Arguably Libya’s most prominent religious scholar, Salabi has impeccable credentials within the country’s Islamist firmament. After spending much of the 1980s jailed, along with other dissidents, in Tripoli’s notorious Abu Salim prison, Salabi went into exile, first in Saudi Arabia, then Sudan, Yemen and finally Qatar, where he has been a close associate of the Muslim Brotherhood-linked cleric Yusuf al-Qaradawi. In 2005, Saif-ul-Islam, mindful of Salabi’s influence, persuaded him to collaborate on a rehabilitation programme for members of the Libyan Islamic Fighting Group (LIFG), a militant organisation that once posed the greatest threat to Gadafy.

Salabi, who is often labelled a Muslim Brotherhood cleric, describes himself as “an independent, nationalist-minded scholar” and not part of any organisation. The regime, he says, had tried to paint him as a supporter of the LIFG, but he insists he always abhorred its violence.

The softly spoken cleric, one of whose brothers is the imam at a mosque in Galway, and another, named Ismail, commander of a rebel brigade in eastern Libya, has thought long and hard about his vision for Libya’s future. He mentions Turkey under the ruling AKP party and Malaysia as examples to follow.

“The goal for which the Libyan people have sacrificed so much, including their blood, is to have democracy, justice, freedom and equality,” he tells The Irish Times. “The new Turkey seems to fulfil a large part of the ambitions and hopes of most people here.”

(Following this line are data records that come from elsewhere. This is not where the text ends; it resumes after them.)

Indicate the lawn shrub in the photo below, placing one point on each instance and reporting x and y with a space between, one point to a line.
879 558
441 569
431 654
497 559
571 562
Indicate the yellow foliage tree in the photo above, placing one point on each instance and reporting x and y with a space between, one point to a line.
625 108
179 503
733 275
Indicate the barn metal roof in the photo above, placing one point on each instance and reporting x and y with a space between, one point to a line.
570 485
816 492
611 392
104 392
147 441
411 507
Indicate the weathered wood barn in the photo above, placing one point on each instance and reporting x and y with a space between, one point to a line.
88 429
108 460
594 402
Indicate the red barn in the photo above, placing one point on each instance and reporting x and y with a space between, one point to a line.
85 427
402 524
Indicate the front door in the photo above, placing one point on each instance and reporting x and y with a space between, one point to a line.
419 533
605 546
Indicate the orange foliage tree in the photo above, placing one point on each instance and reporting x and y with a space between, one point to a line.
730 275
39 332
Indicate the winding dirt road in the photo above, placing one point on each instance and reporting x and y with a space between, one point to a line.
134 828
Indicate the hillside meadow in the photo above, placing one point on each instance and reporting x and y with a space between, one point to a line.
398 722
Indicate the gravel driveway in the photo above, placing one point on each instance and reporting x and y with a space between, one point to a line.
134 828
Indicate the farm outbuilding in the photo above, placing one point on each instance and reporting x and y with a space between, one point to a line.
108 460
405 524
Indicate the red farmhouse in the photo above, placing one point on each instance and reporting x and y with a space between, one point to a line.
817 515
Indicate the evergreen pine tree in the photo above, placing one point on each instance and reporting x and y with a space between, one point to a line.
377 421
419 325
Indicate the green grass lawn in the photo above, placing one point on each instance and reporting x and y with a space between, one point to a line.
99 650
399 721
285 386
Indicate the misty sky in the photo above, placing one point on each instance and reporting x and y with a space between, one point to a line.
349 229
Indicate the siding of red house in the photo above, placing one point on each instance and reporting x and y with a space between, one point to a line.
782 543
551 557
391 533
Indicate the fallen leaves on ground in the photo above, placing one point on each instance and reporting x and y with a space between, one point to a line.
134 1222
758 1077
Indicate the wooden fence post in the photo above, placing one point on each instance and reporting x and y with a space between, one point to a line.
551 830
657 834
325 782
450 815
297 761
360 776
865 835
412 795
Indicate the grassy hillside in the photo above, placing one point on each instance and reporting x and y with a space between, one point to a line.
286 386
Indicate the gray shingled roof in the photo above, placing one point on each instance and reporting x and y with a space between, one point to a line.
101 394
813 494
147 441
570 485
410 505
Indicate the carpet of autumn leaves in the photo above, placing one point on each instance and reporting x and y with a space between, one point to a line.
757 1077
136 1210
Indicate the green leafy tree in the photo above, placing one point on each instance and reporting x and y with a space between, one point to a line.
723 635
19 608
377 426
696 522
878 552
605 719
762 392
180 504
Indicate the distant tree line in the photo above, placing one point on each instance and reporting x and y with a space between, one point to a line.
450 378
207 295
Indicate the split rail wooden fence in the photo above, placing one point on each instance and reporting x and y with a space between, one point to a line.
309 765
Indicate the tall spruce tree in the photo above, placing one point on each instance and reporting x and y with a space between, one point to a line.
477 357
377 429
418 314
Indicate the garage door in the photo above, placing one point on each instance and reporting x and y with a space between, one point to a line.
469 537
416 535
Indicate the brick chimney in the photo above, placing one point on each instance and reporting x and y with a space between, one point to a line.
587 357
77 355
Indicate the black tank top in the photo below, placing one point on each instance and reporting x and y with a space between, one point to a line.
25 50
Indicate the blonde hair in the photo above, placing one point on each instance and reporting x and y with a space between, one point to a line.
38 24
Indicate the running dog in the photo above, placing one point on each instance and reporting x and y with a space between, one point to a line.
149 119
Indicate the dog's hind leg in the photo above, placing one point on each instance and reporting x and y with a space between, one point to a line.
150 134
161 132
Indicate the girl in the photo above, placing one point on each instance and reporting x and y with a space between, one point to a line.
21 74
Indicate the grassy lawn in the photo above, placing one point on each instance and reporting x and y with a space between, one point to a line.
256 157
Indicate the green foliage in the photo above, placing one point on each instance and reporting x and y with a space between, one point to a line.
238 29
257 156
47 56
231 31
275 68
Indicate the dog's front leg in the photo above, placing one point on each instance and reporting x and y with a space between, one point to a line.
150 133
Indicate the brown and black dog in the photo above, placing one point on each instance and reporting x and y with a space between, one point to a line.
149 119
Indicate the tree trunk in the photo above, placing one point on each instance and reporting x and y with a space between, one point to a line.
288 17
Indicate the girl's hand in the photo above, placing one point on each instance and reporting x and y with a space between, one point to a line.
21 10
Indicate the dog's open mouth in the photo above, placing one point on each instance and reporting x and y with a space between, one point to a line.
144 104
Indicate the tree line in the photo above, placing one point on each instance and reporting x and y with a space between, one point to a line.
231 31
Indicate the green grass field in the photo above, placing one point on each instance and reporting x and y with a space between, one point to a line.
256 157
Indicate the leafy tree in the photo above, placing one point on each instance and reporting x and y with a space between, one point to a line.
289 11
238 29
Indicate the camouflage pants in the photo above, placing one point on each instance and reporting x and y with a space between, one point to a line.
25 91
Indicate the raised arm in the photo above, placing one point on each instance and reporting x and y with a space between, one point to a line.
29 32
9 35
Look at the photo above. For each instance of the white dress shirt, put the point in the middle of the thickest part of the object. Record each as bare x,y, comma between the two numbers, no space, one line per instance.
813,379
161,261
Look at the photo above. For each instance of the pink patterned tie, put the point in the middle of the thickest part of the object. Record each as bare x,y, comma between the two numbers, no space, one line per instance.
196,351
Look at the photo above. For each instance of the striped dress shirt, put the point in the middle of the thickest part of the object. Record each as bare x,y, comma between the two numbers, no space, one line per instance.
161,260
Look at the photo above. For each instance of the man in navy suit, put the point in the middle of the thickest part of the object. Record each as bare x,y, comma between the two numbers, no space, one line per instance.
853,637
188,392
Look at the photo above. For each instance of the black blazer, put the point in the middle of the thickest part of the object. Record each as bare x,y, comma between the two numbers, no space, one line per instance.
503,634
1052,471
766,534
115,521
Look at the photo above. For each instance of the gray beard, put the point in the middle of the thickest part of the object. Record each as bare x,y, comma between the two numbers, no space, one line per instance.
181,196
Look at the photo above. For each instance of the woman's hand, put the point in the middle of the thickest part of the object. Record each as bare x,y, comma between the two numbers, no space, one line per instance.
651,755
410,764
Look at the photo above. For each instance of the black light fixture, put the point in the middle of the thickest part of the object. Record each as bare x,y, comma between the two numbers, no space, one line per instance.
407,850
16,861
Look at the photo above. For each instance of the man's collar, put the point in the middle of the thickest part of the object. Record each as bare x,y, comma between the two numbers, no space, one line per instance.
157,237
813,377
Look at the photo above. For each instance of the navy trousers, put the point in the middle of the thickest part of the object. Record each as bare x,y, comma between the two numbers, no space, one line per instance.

But asked what role he would like to see Islam play in post-Gadafy Libya, Salabi talks about the place he believes it should have in the constitution.

“Islam was the fuel of this revolution, it motivated people. Islam is part of the culture in Libya and it always has to be part of the constitution.”

While he constantly emphasises the importance of religion in the uprising, and Libyan life more generally, Salabi does not believe Islamist political parties would attract much support in future elections. “I don’t think there will be an Islamist party. There will be nationalist parties with certain fundamentals of tradition. This is what will appeal to the Libyan people. A nationalist programme which respects the traditions, beliefs and religion of the Libyan people is the best foundation for the country’s future.”

He plays down any suggestion of tensions between religious and secularists within the opposition’s ranks, though other sources hint otherwise. “You cannot say there is a power struggle between secularists and Islamists,” he says. “We are happy and ready to accommodate all differences of opinion, even religions and beliefs.” That said, he goes on to rail against what he describes as “extremist secularist views”, saying these could “create extremist reactions from the other side”.

Asked for examples, Salabi said he had learned that some opposition figures were warning western interlocutors that he, along with Abdelhakim Belhaj, a former LIFG leader last week appointed head of the Tripoli Military Council, and others with Islamist backgrounds, had hidden agendas. “They claimed that we have extremist Islamic views and agendas, and said the West should be cautious in dealing with us. These allegations are entirely false and could cause negative repercussions.”

Belhaj’s appointment raised eyebrows in some quarters, but Salabi argues that any fears are misplaced. “People shouldn’t be worried. The same thoughts I carry, he carries. He has been my friend for 25 years.

“Abdelhakim Belhaj and the others who were in the LIFG now believe in moderation, in democracy and the peaceful exchange of power. After the dialogues that began in 2005, they reached the conclusion that democracy is a beautiful thing and it actually fits with the values of the Koran.”

Salabi says he and Belhaj have spent much time in recent months consulting rebel fighters on the front line. “Many, if not most, of these men are actually Islamists by background. Just as they have been a fundamental part of the revolution, they will play a fundamental part in the building of the new Libya.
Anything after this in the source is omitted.